What is e-AI Translator?
e-AI Translator is a tool that converts learned AI algorithms created using an open source AI framework into C source code dedicated to inference. The latest version of this e-AI Translator V2.3.0 was released on October 4, 2022.
In this blog, I will introduce the enhanced function of V2.3.0, "Speed improvement and RAM usage reduction when using CMSIS_INT8 library". In addition, as a method for further speeding up, I will also introduce the structure of the dataset of the library handled by e-AI Translator, which we would like you to understand. This content can be used in the RA Family and RX Family.
Improved speed and reduced RAM usage when using the CMSIS_INT8 library
The CMSIS_INT8 library is a function implemented in e-AI Translator V2.2.0. Since it uses the built-in DSP/FPU of the Renesas RX/RA family microcontroller products, it is characterized by being able to operate faster than when using the OSS-free C_FP32/C_INT8 library. On the other hand, in V2.2.0, when the CMSIS_INT8 library was selected, it was necessary to allocate a separate work memory for the internal use of the CMSIS_INT8 library, so the required memory amount was doubled at maximum compared to when using the C_FP32/C_INT8 library.

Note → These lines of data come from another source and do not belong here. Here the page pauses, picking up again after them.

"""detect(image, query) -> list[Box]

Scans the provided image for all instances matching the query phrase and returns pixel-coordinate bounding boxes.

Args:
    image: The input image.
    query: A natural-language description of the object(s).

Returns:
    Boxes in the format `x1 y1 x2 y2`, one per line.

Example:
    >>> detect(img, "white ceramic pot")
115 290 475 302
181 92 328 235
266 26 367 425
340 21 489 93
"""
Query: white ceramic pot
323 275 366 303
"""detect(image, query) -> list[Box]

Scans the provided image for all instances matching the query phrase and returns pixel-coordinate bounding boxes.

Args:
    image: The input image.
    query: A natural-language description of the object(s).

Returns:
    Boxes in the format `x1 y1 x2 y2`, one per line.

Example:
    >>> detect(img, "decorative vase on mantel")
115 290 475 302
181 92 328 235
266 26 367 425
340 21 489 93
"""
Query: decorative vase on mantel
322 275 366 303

In contrast, e-AI Translator V2.3.0 significantly reduces the required RAM size by placing some of the quantization parameters in ROM. Especially for network structures that use a lot of Convolution, it is now possible to reduce the required RAM size compared to using the C_INT8 library.
I will confirm the effect using the model of ML Commons' MLPerf™ Tiny Inference benchmark, which is the standard benchmark for AI for MCUs.

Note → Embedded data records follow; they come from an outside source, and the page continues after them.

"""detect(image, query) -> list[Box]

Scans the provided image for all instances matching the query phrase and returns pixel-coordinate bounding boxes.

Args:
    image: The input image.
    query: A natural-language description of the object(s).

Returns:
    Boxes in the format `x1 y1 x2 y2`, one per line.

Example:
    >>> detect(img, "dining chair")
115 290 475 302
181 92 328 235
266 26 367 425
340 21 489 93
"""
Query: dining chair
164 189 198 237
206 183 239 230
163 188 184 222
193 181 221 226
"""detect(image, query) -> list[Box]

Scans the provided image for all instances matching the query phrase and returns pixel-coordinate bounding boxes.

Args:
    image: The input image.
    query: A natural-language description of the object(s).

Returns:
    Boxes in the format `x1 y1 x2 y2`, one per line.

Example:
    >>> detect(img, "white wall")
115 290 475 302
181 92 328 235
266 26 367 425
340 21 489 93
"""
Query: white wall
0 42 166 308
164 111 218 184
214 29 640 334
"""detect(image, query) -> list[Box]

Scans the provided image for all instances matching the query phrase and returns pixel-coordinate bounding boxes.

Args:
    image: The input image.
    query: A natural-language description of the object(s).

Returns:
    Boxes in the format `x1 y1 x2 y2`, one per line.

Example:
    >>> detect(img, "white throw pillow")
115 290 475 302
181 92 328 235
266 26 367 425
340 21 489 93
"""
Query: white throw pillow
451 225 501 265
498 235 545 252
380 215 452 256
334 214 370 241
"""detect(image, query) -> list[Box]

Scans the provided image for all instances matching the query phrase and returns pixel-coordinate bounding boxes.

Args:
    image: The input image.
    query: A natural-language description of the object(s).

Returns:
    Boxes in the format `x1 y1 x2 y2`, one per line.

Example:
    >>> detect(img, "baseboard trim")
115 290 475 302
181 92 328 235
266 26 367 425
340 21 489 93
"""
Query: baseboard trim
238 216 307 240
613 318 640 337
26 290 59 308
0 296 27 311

Table 1. Comparison of inference speed and memory size between e-AI Translator V2.2.0 and V2.3.0
*Blue text: Items improved from V2.2.0 / Red text: Items with increased memory requirements
In MLPerf™ Tiny models, only IC models with ResNet structures have branch structures. e-AI Translator V2.3.0 now supports the branch structure when using the CMSIS_INT8 library.
Let's use Table 1 to compare when using the C_INT8 library and when using the C_FP32 library. The C_INT8 library has a ROM size of 1/4 and a RAM size of 1/2 to 1/3 of the C_FP32 library.
On the other hand, every time one Int8 function calculation is finished, a requantization calculation is performed to keep the next function input value within the range of Int8. As a result, the overall inference time is about 50% slower than when using the C_FP32 library.
In V2.3.0, redundant calculations such as ReLU immediately after Convolution have been deleted. As a result, it is more than 1.5 times faster than V2.2.0. As a result, it has become possible to use more complex AI models at a practical speed on microcontrollers that cannot use the CMSIS_INT8 library due to reasons such as not having a DSP or FPU.
Next, let's compare when using the CMSIS_INT8 library and when using the C_INT8 library. When using the CMSIS_INT8 library, due to the optimization of the data structure performed in V2.3.0, although the ROM size increases slightly, the required RAM size is reduced to the same level as when using the C_INT8 library.
As a result, the inference speed has improved significantly compared to when using the C_FP32 library, and the ROM/RAM size is comparable to when using the C_INT8 library, making it possible to use it as a high-speed and compact AI algorithm. When using TensorFlow Lite's INT8 models, we recommend using the CMSIS_INT8 library.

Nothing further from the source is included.